I was thinking of applying RAFT consensus algorithm to this problem. One observation is that: "RAFT requires that the input event\commands are stored to the disk (durable storage) during replication" (Reference this link)
This observation essentially means that we cannot perform a in-memory replication. Hence it appears that we might have to combine the functionality of replicator and journaller to be able to successfully apply RAFT algorithm to LMAX.
There are two options to do this:
Option 1: Using the replicated log as input event queue
I think a disadvantage of this option has got to do with fact that we do an additional data copy step (receiver to event queue instead of the ring buffer).

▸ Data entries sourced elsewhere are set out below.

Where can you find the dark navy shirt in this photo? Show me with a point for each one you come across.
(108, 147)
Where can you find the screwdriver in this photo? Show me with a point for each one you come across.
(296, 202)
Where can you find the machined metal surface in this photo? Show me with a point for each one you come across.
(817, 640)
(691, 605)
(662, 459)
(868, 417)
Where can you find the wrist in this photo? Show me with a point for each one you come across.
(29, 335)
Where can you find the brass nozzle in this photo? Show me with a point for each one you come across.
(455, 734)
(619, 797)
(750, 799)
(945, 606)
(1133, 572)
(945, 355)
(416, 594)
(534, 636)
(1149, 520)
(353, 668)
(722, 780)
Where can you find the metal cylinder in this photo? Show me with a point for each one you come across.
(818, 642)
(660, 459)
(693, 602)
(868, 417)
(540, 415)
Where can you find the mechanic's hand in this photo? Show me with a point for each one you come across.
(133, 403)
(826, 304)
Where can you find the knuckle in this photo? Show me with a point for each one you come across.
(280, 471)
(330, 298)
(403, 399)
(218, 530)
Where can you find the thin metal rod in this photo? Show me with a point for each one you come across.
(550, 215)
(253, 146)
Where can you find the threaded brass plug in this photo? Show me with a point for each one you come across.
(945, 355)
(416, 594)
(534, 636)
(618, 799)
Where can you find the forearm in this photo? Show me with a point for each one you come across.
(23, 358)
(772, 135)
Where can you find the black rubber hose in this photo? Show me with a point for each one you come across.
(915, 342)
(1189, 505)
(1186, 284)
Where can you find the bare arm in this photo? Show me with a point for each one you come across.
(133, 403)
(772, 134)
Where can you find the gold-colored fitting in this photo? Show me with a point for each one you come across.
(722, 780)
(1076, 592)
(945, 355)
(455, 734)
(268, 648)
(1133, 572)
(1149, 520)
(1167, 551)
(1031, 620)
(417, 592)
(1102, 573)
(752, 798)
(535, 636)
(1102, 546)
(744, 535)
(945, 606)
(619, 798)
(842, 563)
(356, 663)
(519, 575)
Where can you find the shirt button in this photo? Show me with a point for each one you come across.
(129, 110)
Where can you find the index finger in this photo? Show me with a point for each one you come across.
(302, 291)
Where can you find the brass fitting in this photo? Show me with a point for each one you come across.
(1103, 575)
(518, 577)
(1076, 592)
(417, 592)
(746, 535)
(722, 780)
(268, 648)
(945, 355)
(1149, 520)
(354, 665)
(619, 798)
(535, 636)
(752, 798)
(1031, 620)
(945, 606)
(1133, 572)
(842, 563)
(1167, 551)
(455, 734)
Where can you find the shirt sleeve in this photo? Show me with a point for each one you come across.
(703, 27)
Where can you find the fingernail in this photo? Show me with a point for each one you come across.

Option 2: Use Replicator to push input events\commands to slave's input log file
I was wondering if there is any other solution to design of Replicator? What are the different design options that people have employed for replicators? Particularly any design that can support in-memory replication?

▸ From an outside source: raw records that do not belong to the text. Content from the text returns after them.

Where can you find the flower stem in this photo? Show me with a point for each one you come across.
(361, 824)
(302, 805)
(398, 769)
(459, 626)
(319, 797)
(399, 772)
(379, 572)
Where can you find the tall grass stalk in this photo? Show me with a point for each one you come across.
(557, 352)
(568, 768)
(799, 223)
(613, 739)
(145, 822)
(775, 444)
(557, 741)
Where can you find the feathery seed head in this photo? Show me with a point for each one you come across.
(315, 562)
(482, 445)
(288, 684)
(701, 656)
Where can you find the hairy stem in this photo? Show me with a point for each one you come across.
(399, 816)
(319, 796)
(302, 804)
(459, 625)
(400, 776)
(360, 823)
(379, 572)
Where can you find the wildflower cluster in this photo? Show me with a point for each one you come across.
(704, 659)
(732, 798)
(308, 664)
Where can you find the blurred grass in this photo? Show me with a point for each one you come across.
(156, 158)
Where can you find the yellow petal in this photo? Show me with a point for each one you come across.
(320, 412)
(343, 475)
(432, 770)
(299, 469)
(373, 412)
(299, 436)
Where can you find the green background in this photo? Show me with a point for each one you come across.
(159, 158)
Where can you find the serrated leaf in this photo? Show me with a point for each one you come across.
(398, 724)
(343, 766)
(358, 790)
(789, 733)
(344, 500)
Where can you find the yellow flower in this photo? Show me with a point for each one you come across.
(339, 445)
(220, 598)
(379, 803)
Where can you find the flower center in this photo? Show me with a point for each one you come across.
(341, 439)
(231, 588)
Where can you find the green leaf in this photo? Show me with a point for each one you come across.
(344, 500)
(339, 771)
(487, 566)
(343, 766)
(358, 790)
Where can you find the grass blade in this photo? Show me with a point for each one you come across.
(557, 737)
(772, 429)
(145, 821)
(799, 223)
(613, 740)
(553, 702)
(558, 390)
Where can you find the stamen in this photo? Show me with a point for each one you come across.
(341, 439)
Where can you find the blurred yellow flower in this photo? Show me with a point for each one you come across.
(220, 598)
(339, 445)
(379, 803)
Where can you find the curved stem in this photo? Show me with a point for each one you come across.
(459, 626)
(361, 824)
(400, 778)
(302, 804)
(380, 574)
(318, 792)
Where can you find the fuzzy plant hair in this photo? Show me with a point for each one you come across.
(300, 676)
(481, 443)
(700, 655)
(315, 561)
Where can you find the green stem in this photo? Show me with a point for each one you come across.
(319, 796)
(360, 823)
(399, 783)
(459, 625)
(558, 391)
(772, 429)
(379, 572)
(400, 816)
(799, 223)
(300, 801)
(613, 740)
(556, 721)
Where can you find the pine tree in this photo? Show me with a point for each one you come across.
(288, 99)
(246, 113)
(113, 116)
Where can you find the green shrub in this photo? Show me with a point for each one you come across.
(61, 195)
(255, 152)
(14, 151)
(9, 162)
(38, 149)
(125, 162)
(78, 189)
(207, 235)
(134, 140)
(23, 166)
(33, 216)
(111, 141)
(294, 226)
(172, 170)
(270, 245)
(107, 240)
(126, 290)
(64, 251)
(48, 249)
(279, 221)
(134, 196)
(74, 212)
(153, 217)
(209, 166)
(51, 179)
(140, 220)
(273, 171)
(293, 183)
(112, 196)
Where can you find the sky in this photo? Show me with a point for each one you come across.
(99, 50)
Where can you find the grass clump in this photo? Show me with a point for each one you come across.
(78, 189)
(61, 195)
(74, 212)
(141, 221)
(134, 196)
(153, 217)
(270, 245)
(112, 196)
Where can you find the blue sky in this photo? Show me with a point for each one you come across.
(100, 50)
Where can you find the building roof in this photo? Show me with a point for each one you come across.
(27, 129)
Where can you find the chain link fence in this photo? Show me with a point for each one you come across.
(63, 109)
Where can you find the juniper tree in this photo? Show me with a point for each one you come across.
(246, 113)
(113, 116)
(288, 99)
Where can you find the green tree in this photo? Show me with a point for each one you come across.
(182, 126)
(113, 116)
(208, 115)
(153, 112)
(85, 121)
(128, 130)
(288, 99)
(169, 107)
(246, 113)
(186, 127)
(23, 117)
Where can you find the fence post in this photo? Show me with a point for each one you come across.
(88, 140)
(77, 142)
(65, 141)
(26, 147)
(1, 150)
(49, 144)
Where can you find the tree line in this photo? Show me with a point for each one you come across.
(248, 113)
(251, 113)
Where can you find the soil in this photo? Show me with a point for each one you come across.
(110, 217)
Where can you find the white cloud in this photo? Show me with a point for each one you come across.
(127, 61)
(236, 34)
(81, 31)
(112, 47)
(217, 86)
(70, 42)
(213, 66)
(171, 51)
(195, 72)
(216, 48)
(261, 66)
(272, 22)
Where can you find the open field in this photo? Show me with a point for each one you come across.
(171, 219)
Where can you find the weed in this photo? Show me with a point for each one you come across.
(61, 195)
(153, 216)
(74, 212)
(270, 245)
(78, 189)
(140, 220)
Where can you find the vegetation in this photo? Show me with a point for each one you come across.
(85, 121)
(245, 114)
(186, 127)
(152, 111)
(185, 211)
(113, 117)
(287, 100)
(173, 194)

Your intuition is correct about folding the replication and journalling into the Raft component. But, the Raft protocol dictates exactly when things need to be stored on disk.

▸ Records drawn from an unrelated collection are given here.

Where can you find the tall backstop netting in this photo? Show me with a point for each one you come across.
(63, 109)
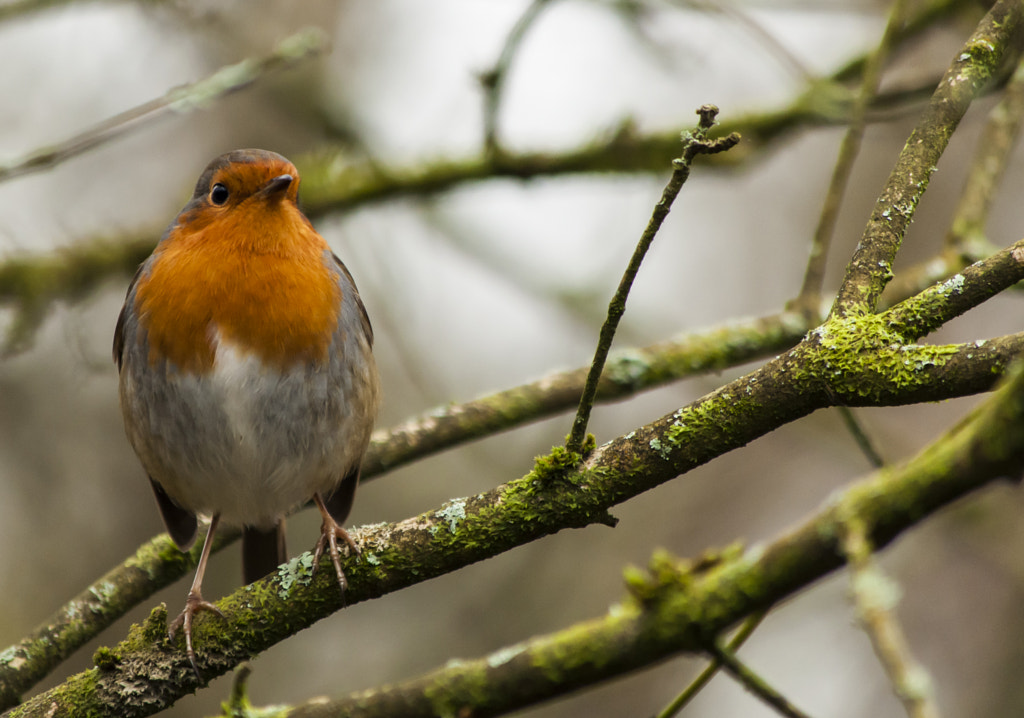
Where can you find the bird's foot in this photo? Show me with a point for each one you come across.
(331, 531)
(194, 603)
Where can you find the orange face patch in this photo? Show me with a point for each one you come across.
(253, 273)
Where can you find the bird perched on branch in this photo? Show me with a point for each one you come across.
(247, 380)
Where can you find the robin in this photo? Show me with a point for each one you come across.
(247, 380)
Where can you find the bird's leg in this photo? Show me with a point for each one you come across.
(331, 531)
(195, 601)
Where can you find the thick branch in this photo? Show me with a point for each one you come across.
(678, 605)
(976, 62)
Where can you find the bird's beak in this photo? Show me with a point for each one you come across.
(278, 186)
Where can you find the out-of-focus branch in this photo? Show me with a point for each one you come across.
(179, 100)
(875, 595)
(675, 604)
(966, 241)
(809, 298)
(869, 270)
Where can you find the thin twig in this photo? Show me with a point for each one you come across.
(876, 595)
(494, 79)
(992, 43)
(753, 682)
(693, 143)
(681, 701)
(809, 299)
(183, 99)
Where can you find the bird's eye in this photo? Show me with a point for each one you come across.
(218, 195)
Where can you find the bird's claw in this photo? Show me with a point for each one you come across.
(330, 533)
(194, 603)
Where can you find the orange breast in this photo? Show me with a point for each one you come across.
(259, 282)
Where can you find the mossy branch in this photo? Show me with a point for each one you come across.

Here are two different ways to look at it.
I'm assuming there is no is hefty computation, such as a transaction processing, before the replication because you don't have any in your diagrams.
I, personally, would do the first because it separates concerns into different processes. If I was implementing Raft for myself I would take the first half of the second scenario and put it in its own process.
In which Raft is implement by an external process.
The replication component outsources to an external Raft process the business of replication. After some time, Raft responds to the replication component that it is, in fact, replicated. The replication component updates the items in the ring buffer, and moves its published cursor forward. The business logic sees the published cursor (via waitFor
) and consumes the freshly replicated data.
In this scenario, the replication component probably has a lot of inflight events, so it's read cursor is far ahead of the cursor it publishes to the business logic.
There is no need for a journalling component in this scenario because the external raft system does the journalling for you.
Note, the replication may be the slowest component of the system!
In which raft is implemented in the same process as the "Real Business Logic."
In terms of Raft, replication is the business logic. Actually, you have multiple levels of business logic, or equivalently, multiple stages of business logic.
I'm going to use two input disruptors and two output disruptors for this to emphasize the separate business logic. You can combine, split, or rearrange to your heart's content. Or your profiler's content.
The first stage, as I mentioned, is Raft replication. Client events go into the Replication Input Disruptor. The Raft logic picks it up, perhaps in batches, and sends out to the Followers on the Replication Output Disruptor. All Raft messages also go into the Replication Input Disruptor. The Raft logic also picks these up and sends the appropriate responses to the appropriate Followers/Master on the Replication Output Disruptor).
A journaller component hangs off the Input Ring Buffer; it only has to handle certain types of messages as dictated by Raft. This will likely be the slowest part of the system.
When the data is considered replicated, it is moved to the second stage, via the "Real Business Logic" Input Disruptor. There it is processed, sent to the Client Outbound Disruptor, and then sent to one of your millions of happy paying customers.